Treated A549 cells were scraped and washed with sterile PBS, followed by centrifugation at 12,000 rpm for 5 min at 4°C. The supernatant was discarded, and 0.4 ml of TRIzol (Invitrogen - Life Technologies®) was added, mixed for 1 min, and allowed to stand for 10 min at room temperature. Chloroform (0.25 ml per 0.4 ml of TRIzol) was added, and the mixture was vortexed for 15 s. The tube was left to stand for 5 min, after which it was centrifuged at 12,000 rpm for 15 min at 4°C. The aqueous phase was carefully transferred to a new sterile microcentrifuge tube. Isopropanol (0.5 ml) was added, gently mixed for 30 s, and incubated at -20°C for 20 min. The mixture was centrifuged at 12,000 rpm for 10 min at 4°C. After removing the supernatant, the RNA pellet was washed with 0.5 ml of 70% ethanol and centrifuged at 12,000 rpm at 4°C. The supernatant was discarded, and the RNA pellet was air-dried. The pellet was resuspended in 20 μl of diethylpyrocarbonate (DEPC)-treated water, and the total RNA yield was quantified using SpectraDrop (SpectraMax i3x, Molecular Devices, USA). cDNA was synthesized from 500 ng of RNA using the PrimeScript RT reagent kit (Takara Bio) with oligo (dT) primers (Thermo-Fisher), according to the manufacturer’s instructions, in a reaction volume of 20 μl. The cDNA synthesis was performed at 50°C for 30 min. The synthesized cDNA was used for real-time polymerase chain reaction (RT-PCR) analysis.
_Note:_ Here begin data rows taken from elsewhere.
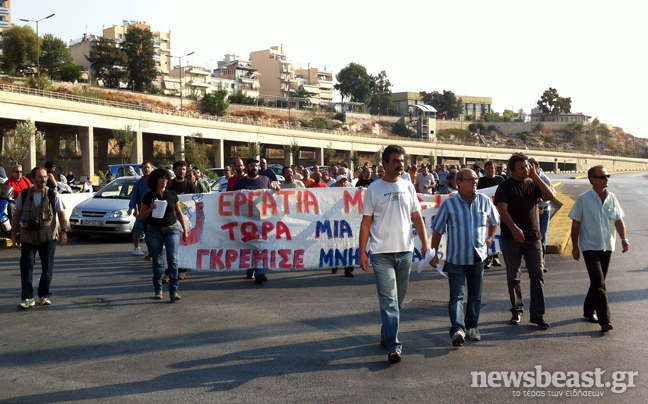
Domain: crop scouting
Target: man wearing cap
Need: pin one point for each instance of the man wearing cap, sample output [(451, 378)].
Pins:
[(255, 181)]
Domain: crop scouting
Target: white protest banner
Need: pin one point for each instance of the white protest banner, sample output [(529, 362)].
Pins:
[(293, 229)]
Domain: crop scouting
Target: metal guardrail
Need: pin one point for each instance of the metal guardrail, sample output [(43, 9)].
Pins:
[(248, 121)]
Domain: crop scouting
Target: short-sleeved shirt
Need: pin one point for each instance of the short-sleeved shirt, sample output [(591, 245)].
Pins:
[(521, 197), (260, 182), (466, 225), (317, 185), (487, 182), (292, 185), (423, 181), (169, 218), (18, 186), (391, 204), (597, 218)]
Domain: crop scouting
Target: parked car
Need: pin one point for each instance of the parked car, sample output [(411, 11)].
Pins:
[(106, 212)]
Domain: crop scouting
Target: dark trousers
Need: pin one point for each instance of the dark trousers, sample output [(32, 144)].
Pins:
[(27, 260), (597, 263), (513, 252)]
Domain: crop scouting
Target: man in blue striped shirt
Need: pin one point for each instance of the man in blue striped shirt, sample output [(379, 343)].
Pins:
[(470, 219)]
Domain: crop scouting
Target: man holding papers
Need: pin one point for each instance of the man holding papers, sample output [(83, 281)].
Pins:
[(470, 219)]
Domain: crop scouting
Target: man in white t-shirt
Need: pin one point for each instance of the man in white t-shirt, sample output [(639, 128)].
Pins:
[(390, 207)]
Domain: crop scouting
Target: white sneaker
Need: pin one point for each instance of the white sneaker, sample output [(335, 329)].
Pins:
[(458, 338), (474, 335)]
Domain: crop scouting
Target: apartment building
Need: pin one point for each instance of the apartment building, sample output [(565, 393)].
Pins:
[(161, 42), (318, 83), (276, 72), (5, 18), (234, 75)]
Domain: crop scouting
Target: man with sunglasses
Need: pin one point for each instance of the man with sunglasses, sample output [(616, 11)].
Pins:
[(18, 183), (595, 216)]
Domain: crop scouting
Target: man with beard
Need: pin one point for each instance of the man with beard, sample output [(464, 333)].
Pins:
[(255, 181)]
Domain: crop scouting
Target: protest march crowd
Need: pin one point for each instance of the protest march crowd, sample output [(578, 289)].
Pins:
[(468, 219)]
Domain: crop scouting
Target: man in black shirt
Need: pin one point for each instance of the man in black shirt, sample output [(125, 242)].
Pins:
[(255, 181), (516, 200), (181, 185)]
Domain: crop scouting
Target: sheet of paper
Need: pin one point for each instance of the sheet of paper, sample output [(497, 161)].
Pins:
[(158, 212), (426, 260)]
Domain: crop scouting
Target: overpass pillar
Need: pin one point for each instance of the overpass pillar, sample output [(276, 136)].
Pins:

Each 20 μl PCR mixture contained 1.4 μl of cDNA, 10 μl of SYBR Green Master Mix (Thermo Fisher Scientific), and 1 μM of specific forward and reverse primers for the target genes ( Table 1).13 The PCR reaction began with enzyme activation at 95°C for 2 min, followed by 39 cycles of denaturation at 95°C for 5 s, and annealing/extension at the appropriate temperature for 30 s. A secondary denaturation at 95°C for 5 s was performed, followed by a melt curve analysis from 65°C to 95°C in 5°C increments. Fold expression or regulation was calculated and compared between treated groups.18,19
The study was performed with prior approval from Institutional Animal Ethics Committee (IAEC) approval and as per the guidelines of the CPCSEA, and followed ARRIVE 2.0 checklist.13 Nude mice (n=16, four groups) were used for the Xenograft induction and treatment. A549 cells at a sub-confluent level were harvested, and viable cells were counted using a haemocytometer. Post viability check, a single cell suspension of 5 x107 cells/ml was prepared in serum-free media and mixed in matrigel at a 1:1 ratio. All the mice were subcutaneously injected with 0.2 ml of cell suspension in the region above the right flank region.20,21 Tumor size was analyzed using digital Vernier callipers. Treatment with was started when the tumor size was 100-150 mm3 (2 weeks). Treatment with the test drugs and standard drugs was initiated as per the respective pre-determined doses, the positive control was intravenously administered, and test drugs were administered to animals in groups 3 and 4. Tumor length and width were measured every alternate day using Vernier calipers, and tumor volume was calculated. Once the tumor size reached the desired volume, ≈100-150 mm3 (3 weeks), the tumor volume was noted and randomly sorted into four groups, each consisting of four animals. The treatment groups contained the tumor control group, to which normal saline was administered orally; the positive control group mice were treated with 4 mg/kg cisplatin (TCI, India; CAS: 15663-27-1; catalogue no: D3371), and the test sample or treatment groups III and IV received an oral dose of silodosin at 8 mg/kg and acenocoumarol at 0.2 mg/kg till 21 days. At the end of the study, the mice were euthanized. The parameters such as tumor volume, % tumor growth inhibition, % change in body weight, organ weights, mean tumor weight.22 All efforts were made to reduce the suffering of the animals throughout the study phase.13
The caspase-3 regulation in A549-xenograft tissue gene expression were analyzed and compared between the treatment groups.23 The specific forward and reverse primers for the target genes are represented in Table 2.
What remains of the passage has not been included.